Research in my lab focuses on the evolution and function of anuran communication signals. Most projects involve mate choice and sexual selection, and the effect of the social environment (conspecifics, heterospecific, predators, etc) on the expression of sexual traits. Although most projects deal with sexual communication, we also study anuran reproductive ecology and its relationship to biotic and abiotic factors, the importance of acoustic cues for foraging and habitat selection, and how body color is involved in aposematism, camouflage and thermal ecology. Mostly we study treefrogs, but we have also worked with true frogs, dart-poison frogs, insects, and spiders.
Mate choice is an important cause of natural and sexual selection, driving the evolution of ornaments and promoting diversification and speciation. We use mate preference functions (the ranking of the attractiveness of prospective mates) and choosiness (the effort invested in mate assessment) to study causes of variation in mate choice behavior and their contribution to sexual selection.
Frog choruses are highly dynamic, and the composition of chorus participants (i.e., potential mates or rivals) can change on a daily or even hourly basis. We are interested in whether males adjust their behavior according to changes in the competitive environment, and whether females modify their mate choice decisions based on experience with different chorus environments (variation in species composition, male attractiveness, etc.). The ecological settings in which mate choice takes place can be highly variable, and another line of research investigates whether female mate choice decisions are influenced by variation in light levels, biotic or abiotic noise, or features of the breeding pond.
Despite their common name, gray treefrogs (Hyla versicolor) show exceptional ability to change their body color and can switch from gray to bright green (Example: same frog photographed over course of 1 week).
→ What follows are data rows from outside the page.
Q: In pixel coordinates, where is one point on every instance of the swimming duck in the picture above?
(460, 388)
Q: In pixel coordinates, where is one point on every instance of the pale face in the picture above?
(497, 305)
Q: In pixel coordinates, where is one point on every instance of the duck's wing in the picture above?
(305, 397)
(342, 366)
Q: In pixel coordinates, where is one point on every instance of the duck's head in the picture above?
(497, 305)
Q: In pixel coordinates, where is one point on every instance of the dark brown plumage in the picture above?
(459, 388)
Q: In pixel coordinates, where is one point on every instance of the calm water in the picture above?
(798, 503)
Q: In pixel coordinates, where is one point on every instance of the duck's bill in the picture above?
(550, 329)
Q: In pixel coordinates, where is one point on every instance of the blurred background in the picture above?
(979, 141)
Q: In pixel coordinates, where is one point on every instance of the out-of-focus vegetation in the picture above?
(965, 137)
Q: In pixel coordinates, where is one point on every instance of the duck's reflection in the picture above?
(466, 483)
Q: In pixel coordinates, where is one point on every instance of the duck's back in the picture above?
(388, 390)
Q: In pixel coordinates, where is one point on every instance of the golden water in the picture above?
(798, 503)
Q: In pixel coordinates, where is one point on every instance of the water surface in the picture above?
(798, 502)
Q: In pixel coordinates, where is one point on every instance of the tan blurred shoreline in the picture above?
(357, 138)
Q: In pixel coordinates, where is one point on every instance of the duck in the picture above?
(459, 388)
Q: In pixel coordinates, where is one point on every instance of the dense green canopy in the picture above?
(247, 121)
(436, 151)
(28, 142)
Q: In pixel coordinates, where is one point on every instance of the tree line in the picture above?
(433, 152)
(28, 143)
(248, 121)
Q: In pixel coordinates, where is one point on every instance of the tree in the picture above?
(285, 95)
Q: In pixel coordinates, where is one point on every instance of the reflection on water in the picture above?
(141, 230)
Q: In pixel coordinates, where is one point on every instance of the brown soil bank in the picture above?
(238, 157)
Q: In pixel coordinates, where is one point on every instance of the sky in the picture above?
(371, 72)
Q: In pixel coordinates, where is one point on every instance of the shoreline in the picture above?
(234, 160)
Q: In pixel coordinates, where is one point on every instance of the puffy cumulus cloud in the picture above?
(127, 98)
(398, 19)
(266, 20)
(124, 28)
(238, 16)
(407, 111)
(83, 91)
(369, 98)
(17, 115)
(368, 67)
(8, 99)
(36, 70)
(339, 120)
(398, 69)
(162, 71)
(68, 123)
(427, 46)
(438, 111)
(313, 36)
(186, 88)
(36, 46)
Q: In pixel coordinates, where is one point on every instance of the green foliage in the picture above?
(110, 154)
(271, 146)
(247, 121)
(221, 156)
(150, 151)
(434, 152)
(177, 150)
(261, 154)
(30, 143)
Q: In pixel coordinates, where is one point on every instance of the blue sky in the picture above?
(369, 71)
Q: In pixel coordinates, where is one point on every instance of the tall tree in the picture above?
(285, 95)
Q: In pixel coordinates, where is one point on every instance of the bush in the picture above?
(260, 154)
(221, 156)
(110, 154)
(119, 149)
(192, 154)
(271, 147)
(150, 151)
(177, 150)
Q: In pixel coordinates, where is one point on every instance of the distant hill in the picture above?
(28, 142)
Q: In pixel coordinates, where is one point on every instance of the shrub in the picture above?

Color change is generally assumed to have evolved in the context of predator avoidance (camouflage), yet because darker frogs absorb more heat (and vice versa), it may also function in thermoregulation. We are examining the visual ecology of gray treefrogs to test whether color change functions primarily for camouflage and thermoregulation or for mate choice (i.e., whether it is primarily under natural or sexual selection).
Frogs are considered the epitome of acoustically communicating organisms. Nevertheless, calling males produce inherently multimodal signals as they inflate and deflate their vocal sacs, such that each call is associated with a default visual and vibrational/water-wave component. We are interested in elucidating the importance of individual and combined signal components (“modality interactions”) for signal perception, signal evolution and mate choice.